UN PROJET, QUATRE CLASSES
La coopération industrielle dans le secteur de défense est souvent considérée comme une mesure innovante, mais elle n’a cependant rien de nouveau. Avec les huit unités iraniennes, les classes Kortenaer/bremen/elli/ Van Heemskerck auraient ainsi représenté 28 navires ; une série d’autant plus impressionnante que le rythme de construction adopté était élevé. Le volume et la vitesse des admissions ne se sont cependant pas faits au détriment de la qualité. Le Kortenaer, actuel Kountouriotis, a été admis au service en octobre 1978 et va donc prochainement passer le cap des 40 ans de service. Les deux dernières Bremen allemandes, dont la production avait été relancée six ans après une première série de six unités, sont encore en service. De même, les impératifs de l’époque n’ont guère entravé l’adaptabilité des navires au regard de nouveaux capteurs ou armements – il a ainsi été question de doter les Elli d’un système VLS Mk41 –, la carène elle-même ayant montré de surprenantes facultés d’adaptation lorsque deux unités ont été reconverties en super yachts.
Reste que le design des bâtiments est historiquement marqué. S’ils ont été engagés jusqu’au large de la Somalie et qu’ils ont fréquemment traversé l’atlantique, ils ont d’abord été conçus pour des applications régionales, dans le cadre particulier de task-forces de L’OTAN. Bien adaptés au contexte grec – la proximité des îles et des batteries de missiles surface-surface, l’appui de l’aviation –, ils souffrent cependant de leurs dimensions et de leur déplacement, certes dans la moyenne haute de la fin de la guerre froide, mais faible au regard des standards contemporains. Si elles représentaient certes un saut comparativement aux Van Speijk (2 850 t.p.c. (1)), ces frégates n’ont pas l’endurance et le confort des bâtiments modernes. Il est difficile de les envisager engagées dans des stations de longue durée avec rotation des équipages, par exemple. Surtout, leur petite taille, comme celle d’autres frégates telles que les Oliver H. Perry, pose le problème des entretiens majeurs.
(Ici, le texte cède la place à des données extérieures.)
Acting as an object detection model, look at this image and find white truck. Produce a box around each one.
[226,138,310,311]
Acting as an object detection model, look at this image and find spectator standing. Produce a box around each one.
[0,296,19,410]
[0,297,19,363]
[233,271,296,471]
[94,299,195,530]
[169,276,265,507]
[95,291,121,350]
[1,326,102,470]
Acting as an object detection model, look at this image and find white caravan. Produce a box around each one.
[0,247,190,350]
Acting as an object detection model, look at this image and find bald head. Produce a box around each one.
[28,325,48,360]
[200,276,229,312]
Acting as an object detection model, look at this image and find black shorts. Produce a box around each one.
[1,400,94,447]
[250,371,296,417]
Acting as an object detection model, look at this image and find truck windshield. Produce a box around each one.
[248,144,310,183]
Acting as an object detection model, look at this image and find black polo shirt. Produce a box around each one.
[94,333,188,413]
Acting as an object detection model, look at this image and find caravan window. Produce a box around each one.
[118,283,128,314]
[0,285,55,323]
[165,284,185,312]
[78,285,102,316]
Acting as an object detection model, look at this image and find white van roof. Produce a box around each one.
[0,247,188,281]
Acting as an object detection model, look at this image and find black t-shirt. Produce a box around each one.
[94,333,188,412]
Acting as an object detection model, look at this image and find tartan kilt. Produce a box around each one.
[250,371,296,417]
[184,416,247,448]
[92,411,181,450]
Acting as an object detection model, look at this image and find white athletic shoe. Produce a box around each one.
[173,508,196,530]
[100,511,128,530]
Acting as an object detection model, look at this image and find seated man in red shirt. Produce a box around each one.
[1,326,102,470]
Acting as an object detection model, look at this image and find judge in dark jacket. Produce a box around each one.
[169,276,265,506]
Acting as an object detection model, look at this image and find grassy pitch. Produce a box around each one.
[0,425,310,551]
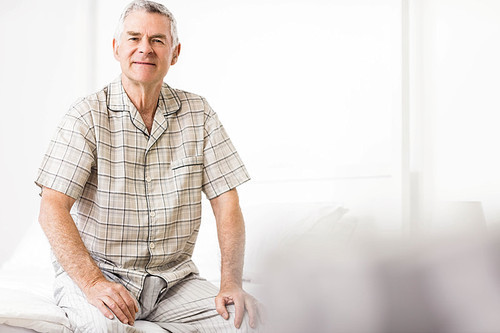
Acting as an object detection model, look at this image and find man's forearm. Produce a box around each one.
[212,190,245,287]
[39,190,104,290]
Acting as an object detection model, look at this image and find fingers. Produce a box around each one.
[101,296,130,324]
[87,281,139,325]
[215,296,229,320]
[120,287,139,325]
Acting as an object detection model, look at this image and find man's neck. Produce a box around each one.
[122,76,162,118]
[122,76,163,133]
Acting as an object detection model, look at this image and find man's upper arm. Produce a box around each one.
[202,100,250,199]
[35,102,96,199]
[40,187,76,217]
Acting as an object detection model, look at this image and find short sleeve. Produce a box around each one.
[35,107,96,199]
[202,102,250,199]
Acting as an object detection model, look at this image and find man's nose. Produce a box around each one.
[139,39,153,54]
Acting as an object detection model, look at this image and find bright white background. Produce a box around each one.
[0,0,500,261]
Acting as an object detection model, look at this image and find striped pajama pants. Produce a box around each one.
[54,272,261,333]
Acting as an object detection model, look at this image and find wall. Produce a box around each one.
[0,0,407,260]
[411,0,500,228]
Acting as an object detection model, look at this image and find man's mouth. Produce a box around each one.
[133,61,156,66]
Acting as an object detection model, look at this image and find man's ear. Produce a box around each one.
[113,38,120,61]
[170,43,181,66]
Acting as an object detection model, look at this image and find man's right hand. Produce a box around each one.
[83,278,139,325]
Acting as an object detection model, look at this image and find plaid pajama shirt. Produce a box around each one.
[35,77,249,299]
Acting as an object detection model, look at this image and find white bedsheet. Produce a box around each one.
[0,203,347,333]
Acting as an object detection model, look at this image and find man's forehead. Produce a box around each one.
[123,10,170,33]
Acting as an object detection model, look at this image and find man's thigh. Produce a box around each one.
[146,274,259,333]
[54,273,142,333]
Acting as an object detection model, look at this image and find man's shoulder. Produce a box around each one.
[170,88,213,115]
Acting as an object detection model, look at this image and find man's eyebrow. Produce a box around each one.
[127,31,141,36]
[151,34,167,39]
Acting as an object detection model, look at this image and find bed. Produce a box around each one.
[0,203,350,333]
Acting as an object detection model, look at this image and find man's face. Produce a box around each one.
[113,11,180,85]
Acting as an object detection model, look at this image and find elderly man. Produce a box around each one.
[36,1,258,332]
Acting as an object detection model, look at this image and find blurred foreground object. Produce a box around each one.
[262,219,500,333]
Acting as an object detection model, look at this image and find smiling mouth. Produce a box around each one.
[134,61,156,66]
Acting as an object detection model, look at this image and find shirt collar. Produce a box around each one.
[106,75,181,116]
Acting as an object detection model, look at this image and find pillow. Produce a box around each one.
[242,203,347,282]
[193,203,347,282]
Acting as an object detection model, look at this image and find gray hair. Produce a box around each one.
[114,0,179,48]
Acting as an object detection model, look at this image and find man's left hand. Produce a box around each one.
[215,286,259,328]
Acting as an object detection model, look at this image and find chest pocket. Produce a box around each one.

Le remplacement des turbines à gaz, par exemple, est assez malaisé.
Durant la guerre froide, le volume des forces et la disposition d’infrastructures industrielles adaptées – d’autant plus disponibles que deux pays les fabriquaient – ne posaient guère de problèmes de planification au regard d’arrêts techniques plus longs. Le choix de bâtiments plus polyvalents, plus lourds mais plus coûteux – et donc moins nombreux – facilite ainsi le maintien en condition opérationnelle. Reste que pour la Grèce, ce changement de stratégie des moyens suscite des questions, dans un contexte budgétaire contraint : par quoi les remplacer ? L’hypothèse d’un suivisme des grandes marines, se traduisant par l’achat de FREMM, avait été évoquée avant la crise financière de 2008. Finalement, Athènes se tournera plus probablement vers des bâtiments au tonnage moindre, tels que la Gowind, voire la FTI, ou leur combinaison. Bien qu’ils aient une plus faible endurance, ces bâtiments sont cependant bien adaptés à la stratégie grecque et à la majorité des déploiements d’athènes, tout en laissant augurer des performances accrues dans le domaine des capteurs.